Re: fastest searchable datastructure?

am 16.01.2008 22:37:14 von msdn

Hello Pieter

Balena did some tests and posted the results on his website , however with
the transition form VB2themax to dotnet2themax the article seems to be
disapeared
However the result was that the hashtable was and still is the fastest key
value pair object , the higher the amount of data was the more efiicient the
hashtable was in comparisation to other methods for sowell insertion as
retrieving of the key value pairs ( Balena timed both the time it took to
built up the data tree as the time it took to retrieve n elements ) ,
however with the hughe amounts you are talking about a database would be a
much bether idea

HTH

Michel

"Pieter" schreef in bericht
news:OHd%23$LEWIHA.5448@TK2MSFTNGP04.phx.gbl...
> Hi,
>
> I need some type of array/list/... In which I can store objects together
> with a unique key. The most important thing is performance: I will need to
> do the whole time searches in the list of given keys. Which datastructure
> will be best suited for this? A Hashtable? The list may contain upto 10^12
> items, bit more proably most of the time +- 10^9 of even 10^6...
>
> Thanks a lot in advance,
>
>
> Pieter
>

Re: fastest searchable datastructure?

am 16.01.2008 22:59:55 von msdn

Found some numbers ( needed to do some translation )

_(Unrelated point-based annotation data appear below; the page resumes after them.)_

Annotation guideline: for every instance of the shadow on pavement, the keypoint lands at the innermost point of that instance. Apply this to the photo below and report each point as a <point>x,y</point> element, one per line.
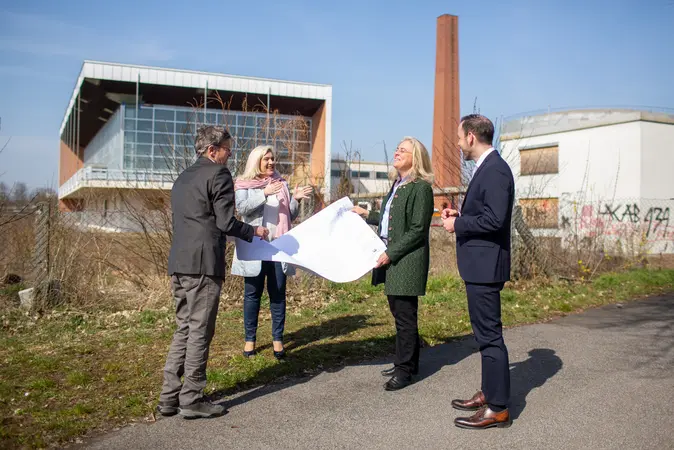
<point>527,375</point>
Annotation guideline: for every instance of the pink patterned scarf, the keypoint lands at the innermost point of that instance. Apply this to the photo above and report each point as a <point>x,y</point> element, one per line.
<point>283,196</point>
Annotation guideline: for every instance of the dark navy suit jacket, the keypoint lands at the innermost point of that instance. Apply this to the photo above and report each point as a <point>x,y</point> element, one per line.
<point>483,229</point>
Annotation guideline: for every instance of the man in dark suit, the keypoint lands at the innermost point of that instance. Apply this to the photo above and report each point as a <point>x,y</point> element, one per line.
<point>482,231</point>
<point>202,200</point>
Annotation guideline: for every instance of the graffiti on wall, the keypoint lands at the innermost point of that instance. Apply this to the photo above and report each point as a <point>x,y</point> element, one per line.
<point>650,220</point>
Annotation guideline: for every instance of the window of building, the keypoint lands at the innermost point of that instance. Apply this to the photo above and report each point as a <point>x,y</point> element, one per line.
<point>540,212</point>
<point>539,161</point>
<point>167,133</point>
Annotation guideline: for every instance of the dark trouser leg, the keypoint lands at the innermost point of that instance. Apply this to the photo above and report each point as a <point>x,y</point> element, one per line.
<point>252,294</point>
<point>276,287</point>
<point>484,307</point>
<point>203,297</point>
<point>405,311</point>
<point>175,361</point>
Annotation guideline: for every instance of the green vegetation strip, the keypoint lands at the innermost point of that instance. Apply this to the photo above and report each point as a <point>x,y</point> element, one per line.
<point>74,372</point>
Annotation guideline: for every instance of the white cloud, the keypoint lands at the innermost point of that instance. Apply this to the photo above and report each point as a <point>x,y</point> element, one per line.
<point>28,72</point>
<point>43,36</point>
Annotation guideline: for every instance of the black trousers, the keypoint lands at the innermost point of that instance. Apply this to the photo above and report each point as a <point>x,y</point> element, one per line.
<point>484,307</point>
<point>405,312</point>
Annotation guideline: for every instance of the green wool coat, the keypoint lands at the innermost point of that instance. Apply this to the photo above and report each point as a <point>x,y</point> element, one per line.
<point>410,217</point>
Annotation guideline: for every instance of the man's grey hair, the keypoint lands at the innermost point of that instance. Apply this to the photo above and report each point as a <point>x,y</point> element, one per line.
<point>210,135</point>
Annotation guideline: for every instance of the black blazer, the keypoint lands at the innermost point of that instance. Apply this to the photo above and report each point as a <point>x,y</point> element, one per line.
<point>202,200</point>
<point>483,229</point>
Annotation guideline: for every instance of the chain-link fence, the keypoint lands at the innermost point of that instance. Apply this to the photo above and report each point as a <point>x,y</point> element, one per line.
<point>117,250</point>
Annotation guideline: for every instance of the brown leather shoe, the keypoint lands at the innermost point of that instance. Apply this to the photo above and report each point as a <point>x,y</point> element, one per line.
<point>473,404</point>
<point>484,418</point>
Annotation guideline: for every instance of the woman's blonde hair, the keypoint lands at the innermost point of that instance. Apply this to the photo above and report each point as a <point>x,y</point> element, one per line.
<point>421,162</point>
<point>252,169</point>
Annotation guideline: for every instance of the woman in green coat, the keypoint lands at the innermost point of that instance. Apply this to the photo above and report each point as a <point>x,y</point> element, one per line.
<point>404,225</point>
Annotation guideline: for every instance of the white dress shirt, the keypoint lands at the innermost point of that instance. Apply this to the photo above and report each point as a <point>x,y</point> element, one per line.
<point>383,230</point>
<point>270,215</point>
<point>481,159</point>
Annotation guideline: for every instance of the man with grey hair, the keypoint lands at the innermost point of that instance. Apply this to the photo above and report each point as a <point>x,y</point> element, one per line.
<point>202,200</point>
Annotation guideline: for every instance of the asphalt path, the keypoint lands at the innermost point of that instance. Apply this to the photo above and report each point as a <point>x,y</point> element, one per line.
<point>602,379</point>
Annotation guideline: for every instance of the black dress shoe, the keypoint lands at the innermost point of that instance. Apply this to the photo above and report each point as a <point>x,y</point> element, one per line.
<point>389,372</point>
<point>167,409</point>
<point>397,382</point>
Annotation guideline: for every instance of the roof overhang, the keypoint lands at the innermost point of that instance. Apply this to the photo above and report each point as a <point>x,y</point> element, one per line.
<point>102,86</point>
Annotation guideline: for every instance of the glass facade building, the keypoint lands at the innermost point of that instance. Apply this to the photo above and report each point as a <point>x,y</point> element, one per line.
<point>160,139</point>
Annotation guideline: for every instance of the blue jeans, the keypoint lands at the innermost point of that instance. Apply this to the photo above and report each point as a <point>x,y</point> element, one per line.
<point>276,288</point>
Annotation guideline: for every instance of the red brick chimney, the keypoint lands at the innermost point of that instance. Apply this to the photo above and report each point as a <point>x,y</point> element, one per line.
<point>446,115</point>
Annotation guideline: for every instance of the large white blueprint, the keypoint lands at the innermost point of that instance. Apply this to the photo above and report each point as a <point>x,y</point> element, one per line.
<point>335,243</point>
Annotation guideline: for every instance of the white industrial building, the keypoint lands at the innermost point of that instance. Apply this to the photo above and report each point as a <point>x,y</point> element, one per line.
<point>367,180</point>
<point>600,172</point>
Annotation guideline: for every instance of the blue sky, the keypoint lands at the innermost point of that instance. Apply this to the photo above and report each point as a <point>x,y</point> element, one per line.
<point>379,56</point>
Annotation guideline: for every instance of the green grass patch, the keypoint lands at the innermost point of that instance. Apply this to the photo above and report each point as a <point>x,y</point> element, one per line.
<point>72,372</point>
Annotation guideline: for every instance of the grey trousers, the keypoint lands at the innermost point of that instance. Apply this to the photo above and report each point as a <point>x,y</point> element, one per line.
<point>197,298</point>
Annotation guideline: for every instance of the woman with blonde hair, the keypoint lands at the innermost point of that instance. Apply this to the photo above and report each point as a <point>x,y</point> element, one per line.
<point>262,197</point>
<point>404,226</point>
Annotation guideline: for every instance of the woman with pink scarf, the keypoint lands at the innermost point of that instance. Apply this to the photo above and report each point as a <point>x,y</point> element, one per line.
<point>263,199</point>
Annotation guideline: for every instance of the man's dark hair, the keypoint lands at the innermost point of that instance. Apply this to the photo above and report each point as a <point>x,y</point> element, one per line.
<point>480,126</point>
<point>210,135</point>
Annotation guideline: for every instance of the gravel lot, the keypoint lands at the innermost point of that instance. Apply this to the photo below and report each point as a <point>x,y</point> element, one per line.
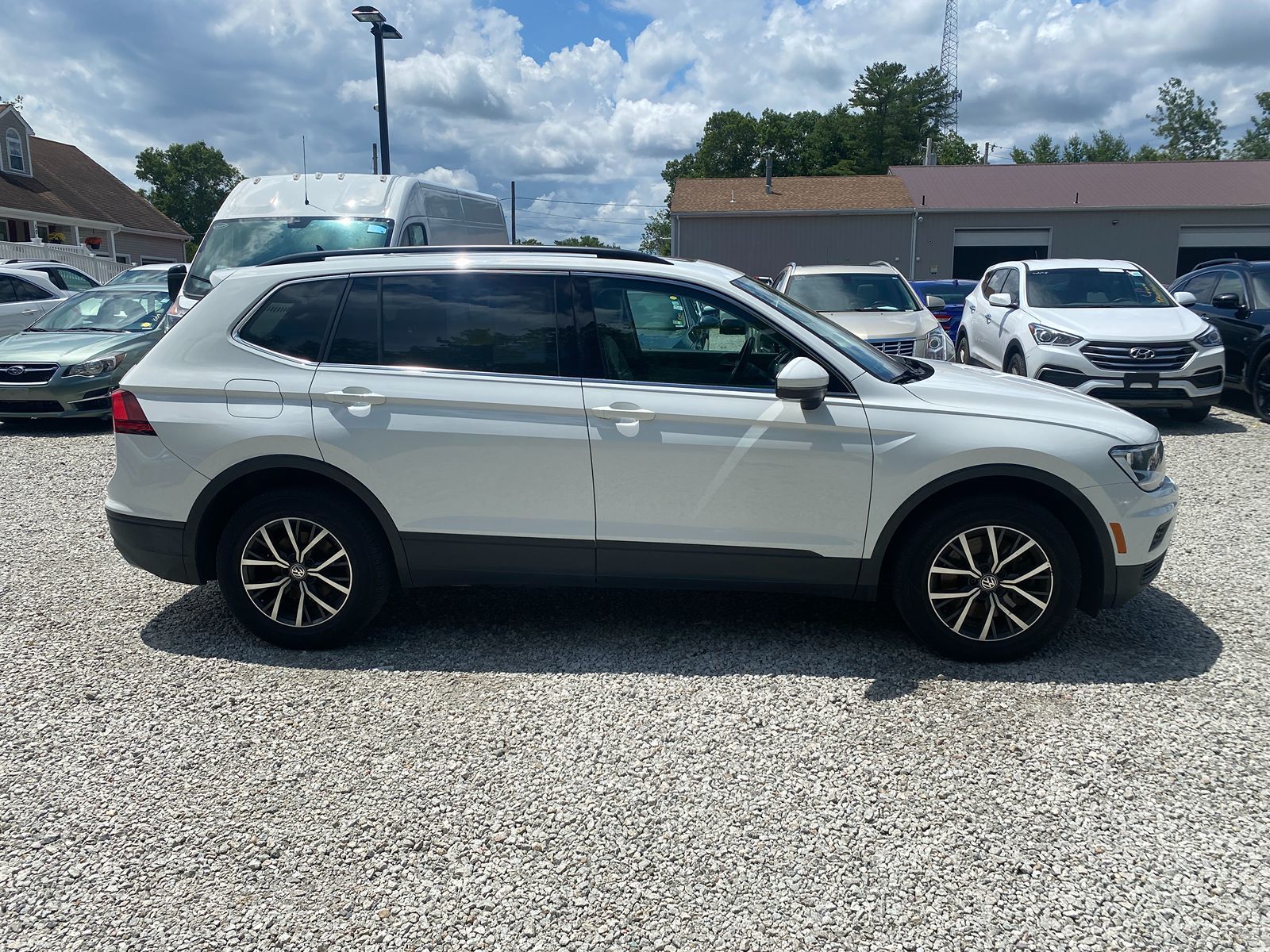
<point>573,770</point>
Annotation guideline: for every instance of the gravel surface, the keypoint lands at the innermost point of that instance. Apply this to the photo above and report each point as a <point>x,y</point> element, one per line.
<point>578,770</point>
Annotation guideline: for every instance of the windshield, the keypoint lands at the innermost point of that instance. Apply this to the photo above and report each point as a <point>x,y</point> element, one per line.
<point>135,311</point>
<point>238,243</point>
<point>1095,287</point>
<point>141,276</point>
<point>852,292</point>
<point>870,359</point>
<point>1261,289</point>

The test was with 100.000 items

compared was ArrayList, HashTable en SortedList

Arraylist was 4 times faster as the hashtable , hashtable was 8 - 100 times
faster as the sortedlist

please if you write some comparisation routines yourself then don`t forget
to set compile options in VB.Net remove overflow checks and enable
optimizations
otherwise we get again trolling messages here that C# is so much faster as
VB.Net with these options the same as they are in C# they should evaluate at
the same speed

"Pieter" schreef in bericht
news:OHd%23$LEWIHA.5448@TK2MSFTNGP04.phx.gbl...
> Hi,
>
> I need some type of array/list/... In which I can store objects together
> with a unique key. The most important thing is performance: I will need to
> do the whole time searches in the list of given keys. Which datastructure
> will be best suited for this? A Hashtable? The list may contain upto 10^12
> items, bit more proably most of the time +- 10^9 of even 10^6...
>
> Thanks a lot in advance,
>
>
> Pieter
>

Re: fastest searchable datastructure?

am 17.01.2008 09:02:10 von lasse

Pieter wrote:
> Thanks Lasse. What it actually will do is: every object will be another
> possivble state. But some states will be much more needed than others. So
> the 'popular' ones will be put in a local cache. But it's the structure of
> that cache that I'm worrying about: As mayb 80% of the searching will happen
> in there, it shoudl be as fast as possible: So: which structure to use?
>
> "Lasse Vågsæther Karlsen" wrote in message
> news:%23DjAODFWIHA.4712@TK2MSFTNGP04.phx.gbl...
>> I would carefully avoid solutions that require you to write the same type
>> of code multiple times, one type for < 10^6, one for <10^9 and one for
>> <10^12. If you need as many as 10^12, use a database.
>>
>> If you absolutely want to draw the best performance out of everything,
>> abstract out the storage of this list to a new class, so that you can
>> inherit for it for an in-memory data structure, and inherit from it for a
>> database structure.
>>
>> --
>> Lasse Vågsæther Karlsen
>> mailto:lasse@vkarlsen.no
>> http://presentationmode.blogspot.com/
>> PGP KeyID: 0xBCDEA2E3
>
>

If you have a key and need the object related to that key, use a
Dictionary for this, it uses a hashtable and is generally
the fastest one for this kind of query.

If you have a key that is "in the neighbourhood of", then you need
something that keeps values in a sorted order, a tree or similar would
be good here I think.

--
Lasse Vågsæther Karlsen
mailto:lasse@vkarlsen.no
http://presentationmode.blogspot.com/
PGP KeyID: 0xBCDEA2E3

Re: fastest searchable datastructure?

am 17.01.2008 11:39:04 von Marc Gravell

> Arraylist was 4 times faster as the hashtable
The other question would be: "at what, exactly?"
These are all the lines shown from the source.